Öyle ya onca isimler arasında sadece Turhan Çömez’e el uzatarak memnun oldum diyecek ve sonrada geri çekilecektim!
Sayın Çömez’le tanışmak başka bir bahara kaldı!
Ayrıca ben tanıştığımıza memnun oldum demekle yetinecek biri de değilim!
Ayaküstü saniyeler içinde mutlaka subliminal mesajlarda veririm!
Demirel gibi fötr şapkayla salonu selamlayarak kürsüye çıkan Ekrem İmamoğlu her hareketiyle adeta ben liderim der gibiydi!
İYİ Parti Genel Başkanı Müsavat Dervişoğlu’nun önünde yazılı metin olmadan çok akıcı bir şekilde konuştuğuna da bizzat yakından görerek tanık oldum.
Demirel’in hayatından kesitlerin aktarıldığı videoyu herkes gibi bende dikkatle izledim.
9. Cumhurbaşkanı Süleyman Demirel’in “Sosyal devlet, bu ülkenin vatandaşlarının hepsinin ama tümünün insanca yaşama hakkına sahip olduğu ve bu hakkın gerçekleştirildiği devletin adıdır” sözleri yer aldı.
Videoda ayrıca ”Fukaralaştırmaya itiraz eden var da fukaraya para vermeye itiraz eden yok. Fukaraya para verin de, fukaraya ”Oyunu bana verirsen öyle para veririm” demenize itiraz ediyoruz. Bu demokrasi değildir, bu vatandaşın onuruyla oynamaktır. Bunlar yanlıştır” ifadeleri de dikkati çekiciydi.

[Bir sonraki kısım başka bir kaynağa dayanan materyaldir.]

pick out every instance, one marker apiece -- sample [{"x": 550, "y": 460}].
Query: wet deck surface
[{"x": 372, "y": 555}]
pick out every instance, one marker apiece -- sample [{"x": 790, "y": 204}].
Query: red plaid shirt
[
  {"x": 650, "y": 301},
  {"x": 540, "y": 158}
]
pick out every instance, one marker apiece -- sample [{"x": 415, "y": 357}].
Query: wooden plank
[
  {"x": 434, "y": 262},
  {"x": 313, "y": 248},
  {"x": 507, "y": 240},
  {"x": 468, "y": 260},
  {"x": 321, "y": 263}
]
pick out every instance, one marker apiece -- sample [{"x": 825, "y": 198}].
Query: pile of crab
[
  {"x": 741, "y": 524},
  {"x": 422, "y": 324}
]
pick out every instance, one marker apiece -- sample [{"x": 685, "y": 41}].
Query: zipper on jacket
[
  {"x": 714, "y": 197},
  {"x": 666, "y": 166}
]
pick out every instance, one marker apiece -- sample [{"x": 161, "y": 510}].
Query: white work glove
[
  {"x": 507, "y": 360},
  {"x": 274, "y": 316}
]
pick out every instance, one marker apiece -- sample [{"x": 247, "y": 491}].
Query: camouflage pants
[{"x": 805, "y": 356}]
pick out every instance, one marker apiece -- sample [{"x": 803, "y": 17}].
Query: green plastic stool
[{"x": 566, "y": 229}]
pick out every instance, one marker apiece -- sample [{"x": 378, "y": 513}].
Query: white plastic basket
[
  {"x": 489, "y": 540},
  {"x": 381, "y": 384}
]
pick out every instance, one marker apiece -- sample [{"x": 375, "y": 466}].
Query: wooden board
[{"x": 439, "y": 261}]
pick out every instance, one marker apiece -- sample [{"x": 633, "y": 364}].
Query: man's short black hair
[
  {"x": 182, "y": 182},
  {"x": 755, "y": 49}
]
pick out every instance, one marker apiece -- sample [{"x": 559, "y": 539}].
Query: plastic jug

Söz konusu videoda Demirel’in ağzından çıkan diğer sözlerde şöyle:
Türkiye Cumhuriyeti Devleti bir hukuk devletidir. Türkiye Cumhuriyeti’nin hukuk devleti olabilmesi, millet iradesi üstünlüğünün ve hukukun üstünlüğünün mutlak manada korunmasına bağlıdır. Türkiye Cumhuriyeti Devleti bir laik devlettir. Laik devlet olabilmesinin şartı, hiç kimsenin inançlarından dolayı muaheze edilmemesine bağlıdır.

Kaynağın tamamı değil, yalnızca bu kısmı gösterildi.